千坂は元米沢藩の家老で、戊辰戦争の際は奥羽越列藩同盟米沢藩総督として官軍と戦った人物です。廃藩置県後に内務省に出仕して大久保の配下となり、さらに石川県や岡山県の県令や、貴族院議員を歴任しています。

 

そのような千坂は、「友誼に篤き公」と題して大久保が情誼に厚い男であると語っています。それはまぁ良いのですが、問題はそのエピソードの中身です。

 

千坂の語る衝撃の内容

黒田が開拓使長官を務めていた明治11(1878)年3月28日、黒田の妻のお清が亡くなります。お清は黒田清隆の最初の妻で、当時まだ23歳の若さでした。

この出来事に言及した千坂は

事の起こりは、黒田清隆が夜半に女房を蹴り殺したのだ。

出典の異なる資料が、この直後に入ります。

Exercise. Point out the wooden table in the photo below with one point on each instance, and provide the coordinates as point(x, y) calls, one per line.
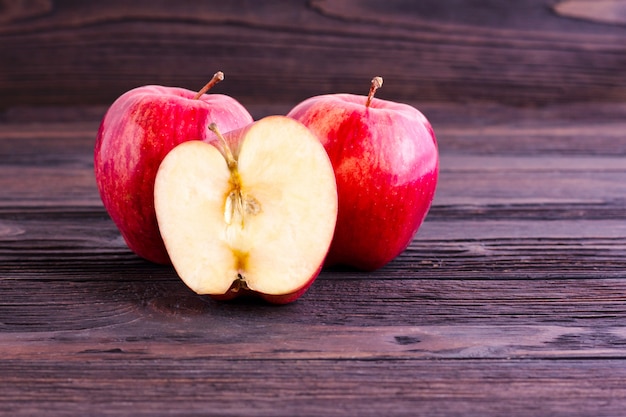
point(510, 301)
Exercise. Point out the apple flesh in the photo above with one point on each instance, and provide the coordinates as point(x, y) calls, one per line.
point(251, 214)
point(386, 163)
point(136, 133)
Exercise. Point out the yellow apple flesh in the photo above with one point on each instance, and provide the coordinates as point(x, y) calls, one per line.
point(254, 213)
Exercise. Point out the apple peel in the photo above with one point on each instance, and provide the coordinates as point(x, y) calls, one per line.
point(253, 213)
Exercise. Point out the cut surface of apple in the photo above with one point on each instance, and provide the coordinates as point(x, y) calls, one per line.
point(254, 213)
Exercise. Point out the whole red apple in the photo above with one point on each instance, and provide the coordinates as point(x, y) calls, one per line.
point(386, 163)
point(136, 133)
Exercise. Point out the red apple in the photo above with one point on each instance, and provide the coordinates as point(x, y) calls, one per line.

何も蹴殺す気はなかったのだろうが、誤ってそういう事になったのさ。

と、さらっと衝撃の事実を告白します。

 

ちなみに千坂は、黒田が妻を殺した経緯について

何しろ黒田はヒドイ放蕩家で、夜分なぞはほとんど毎晩のように出て歩いて、夜半でなければ帰ってこない。〔中略〕始終酒と遊びに侵〔つか〕っていたのさ。〔中略、黒田の遊びに対して〕クドクドとお神〔注.女房のことです〕が何か言ったので、黒田は酒気に任して何だと怒鳴ったかと思うと、ドタンバタンと音がして、女房はキャッと言って倒れた。

と述べています。

 

以前このブログでも紹介したように、黒田は酒乱で有名で、酒によっては方々で迷惑をかけていました。

rekishi-yomoyama.hatenadiary.jp

 

しかしまぁ、千坂の言う通りなら酒乱の挙句妻まで殺してしまうとは…これでよく総理大臣に就任できたなぁと思ってしまいます。

 

広がる疑惑と政府の対応

で、黒田の話が何で『大久保利通』に掲載されているかというと、この騒動に大久保利通が深く関わってくるためです。

 

この騒動は程なくして新聞が取り上げることとなり、4月13日に『団団珍聞』が黒田の名前こそ出さないものの、政府高官が酒に酔って妻を斬り殺したという報道を行っています。そして『団団珍聞』以外にも、この疑惑について報道する新聞が相次ぎました。

 

これらの報道の影響もあり、政府内でも黒田の責任を追及する声が挙がったそうです。千坂は、特に伊藤博文などが黒田を批判したと証言しています。

 

このような状況で、当時内務卿だった大久保も意見を聞かれるわけですが、この時大久保が述べた内容は…

 

黒田の妻殺しに大久保が取った対応とは?

黒田は私と同郷のものでかつ親友ですから、私は自分の身に引き受けて、そんなことのないことを保証いたします。この大久保をお信じ下さるなら、黒田をもお信じ下されたい

 というものだったそう。

 

千坂のこの時の様子について、

今まで猛り立っていた参議連中も、今の大久保さんの一言で一遍に黙ってしまった。議論屋の伊藤もすっかり黙ってしまった。大久保がこう出ては万事は駄目さ。そこで三条〔注.実美〕公は「皆さん今の内務卿の御言葉に御疑惑はありませんか」と言われたが、ハハハハ、皆が疑惑はありませんと言って頭を下げたよ 。偉いものだね。それから自然と世の中の黒田に対する議論が鎮圧されてしまった

 と証言した上で、

こういうことは善いことか悪いことかはおれは知らん。けれども、大久保の友誼に厚かったことと、威望の大きかったことはわかるだろう

と述べています。何やら浪花節的な感じでまとめてありますが、これって大久保が同郷人のスキャンダルを、権力に任せてもみ消してしまっただけなのでは…?? 千坂さん、多分こういうことは悪いことと思います。

 

こんなきな臭い話を掲載した『報知新聞』もよくやるなぁ、って感じですが、案の定というかなんというか、1910年10月27日の紙面で

千坂氏の談話中、黒田開拓使長官の夫人に関する件は、記者の筆記に誤りあり、 ここに全部を取り消す。

 と、記事内容をすべて取り消す旨を告知しています。この辺りも、きな臭さに拍車をかけている感じです。

 

一応公的には、黒田の妻お清の死因は肺結核となっています。千坂の証言も公的には取り消されているわけですが、それで納得できるかというと難しい、そんな疑惑の残るお話でした。